Following up on my regression-discontinuity post from the other day, Brad DeLong writes:
The feel (and I could well be wrong) as that at some point somebody said: “This is very important, but it won’t get published without a statistically significant headline finding. Torture the data via specification search until we find a statistically significant effect so that this can get published!”
I think DeLong is mistaken here. But, before getting to this, here’s the graph:
and here are the regression results:
So, indeed it is that cubic term that takes the result into statistical significance.
The reason I disagree with DeLong is that it’s my impression that, in econometrics and applied economics, it’s considered the safe, conservative choice in regression discontinuity to control for a high-degree polynomial. See the paper discussed a few years ago here, for example, where I criticized a pair of economists for using a fifth-degree specification and they replied, “the regression discontinuity methods we use in the paper (including the 5th degree polynomial) are standard in economics (see for example the 2009 working paper on R&D implementation by David Lee and Thomas Lemiuex).”
As we’ve discussed on this blog at other times, many methodologists (especially, but certainly not only, in economics) have a naive belief that they should be using unbiased estimates (not recognizing that, in practice, unbiasedness at one point the analysis is achieved at the expense of averaging over some other dimension such as time), and it would seem that, the higher degree the polynomial correction, the lower the bias. In which case the four additional degrees of freedom required to ramp up from a linear to a 5th-degree adjustment are a small price to pay if you have a large or even moderate sample size.
And in this case, sure, the cubic polynomial looks ridiculous, but a linear fit would be even worse (as the authors found using their model-fit statistics). I’m guessing that the authors were doing what they thought was right and proper by choosing the best-fitting of these polynomials.

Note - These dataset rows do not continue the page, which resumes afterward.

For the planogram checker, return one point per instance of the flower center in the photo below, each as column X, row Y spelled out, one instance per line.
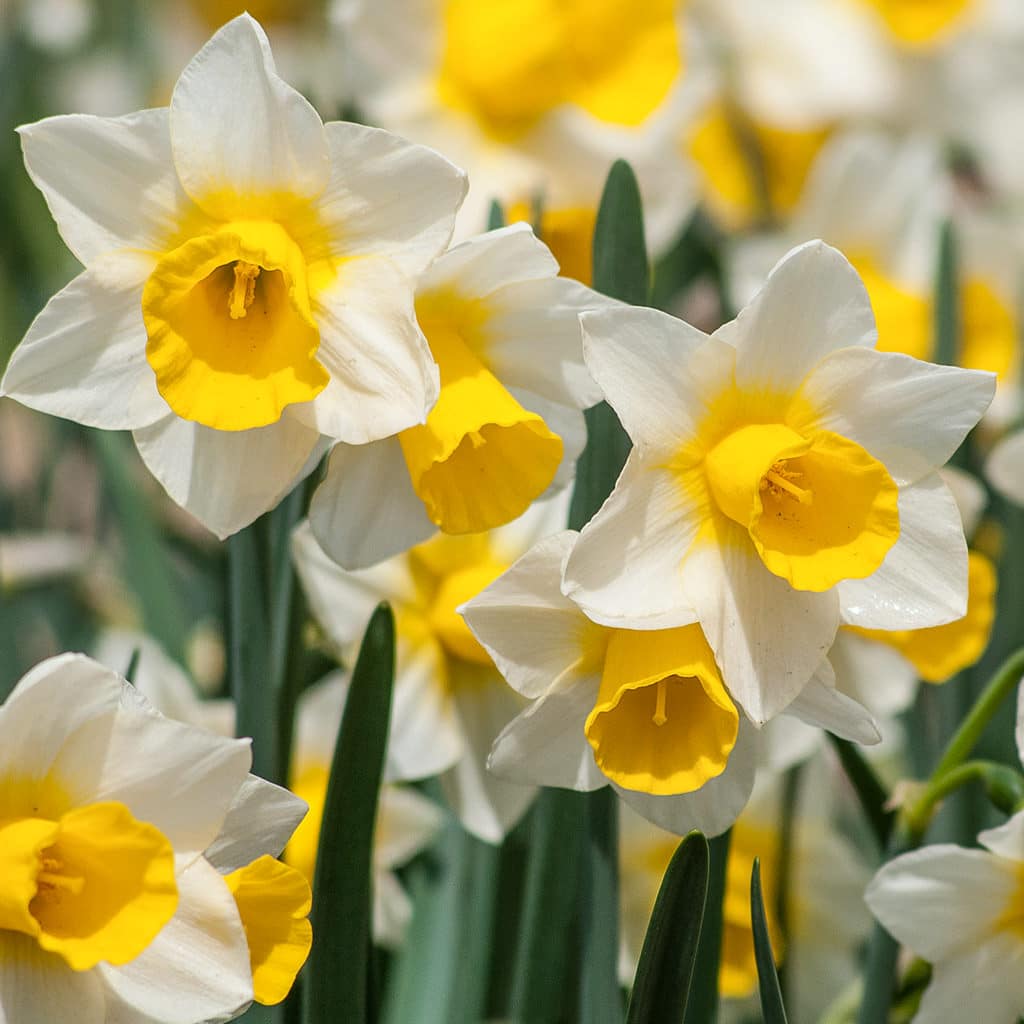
column 231, row 337
column 818, row 511
column 663, row 723
column 480, row 459
column 95, row 886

What if the result had been statistically significant with linear adjustment but not with a higher-degree polynomial? What would the authors have done? Would they have presented the statistically significant linear result and stopped there? I have no idea. But, given my impression of how economists think about regression discontinuity analysis, my guess is that, given the data the authors did see, that they did not do a specification search; they just did what they thought was the most kosher analysis possible.
Why this is important
If Chen et al. had violated the rules of the game (in this case, not by faking or improperly discarding data but by trying analysis after analysis in a search for statistical significance), this would be a problem, but it’s a containable problem. The rules are (relatively clear), and you’re not supposed to break them.

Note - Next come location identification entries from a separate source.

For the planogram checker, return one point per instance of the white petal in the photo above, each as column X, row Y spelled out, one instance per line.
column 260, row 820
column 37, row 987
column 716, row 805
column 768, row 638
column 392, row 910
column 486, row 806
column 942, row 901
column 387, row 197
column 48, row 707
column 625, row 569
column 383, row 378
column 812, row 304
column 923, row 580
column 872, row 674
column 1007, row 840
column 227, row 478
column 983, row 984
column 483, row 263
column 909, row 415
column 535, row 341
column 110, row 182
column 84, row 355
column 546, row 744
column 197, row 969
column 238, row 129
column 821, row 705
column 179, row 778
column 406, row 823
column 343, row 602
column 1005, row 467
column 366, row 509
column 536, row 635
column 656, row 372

But I think the problem is worse than that. I think Chen et al. did what, under current doctrine, they were supposed to do: find a discontinuity and adjust using a high-degree polynomial. When the recommended analysis has such problems of face validity, that’s a different problem entirely.

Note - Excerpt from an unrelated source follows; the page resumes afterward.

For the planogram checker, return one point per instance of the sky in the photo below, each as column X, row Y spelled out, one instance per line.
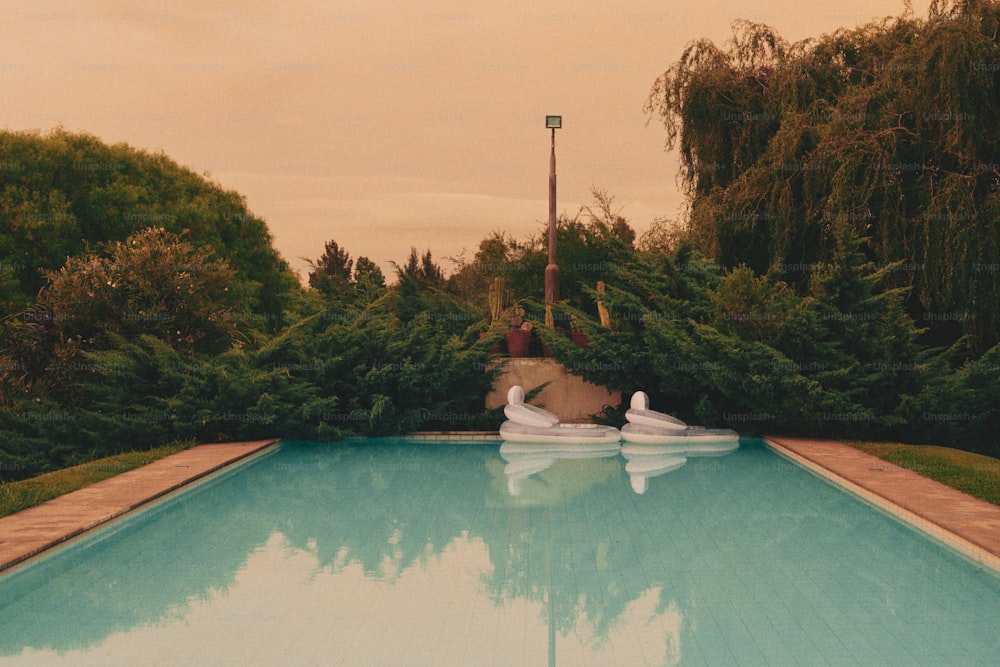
column 384, row 124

As the (sometimes) great Michael Kinsley once said, in a different context, “the scandal isn’t what’s illegal, the scandal is what’s legal.”
P.S. Just to clarify: Not only do I not think that Chen et al.
“cheated” (in the sense of trying out many specifications in a search for statistical significance), I never thought so. As I wrote in my original post, I applaud the authors’ directness in graphing their model which reveals its problems. My post title, “I doubt they cheated,” is specifically in response to Brad DeLong’s feeling that they “tortured the data via specification search.” For the reasons described above, I don’t think they did.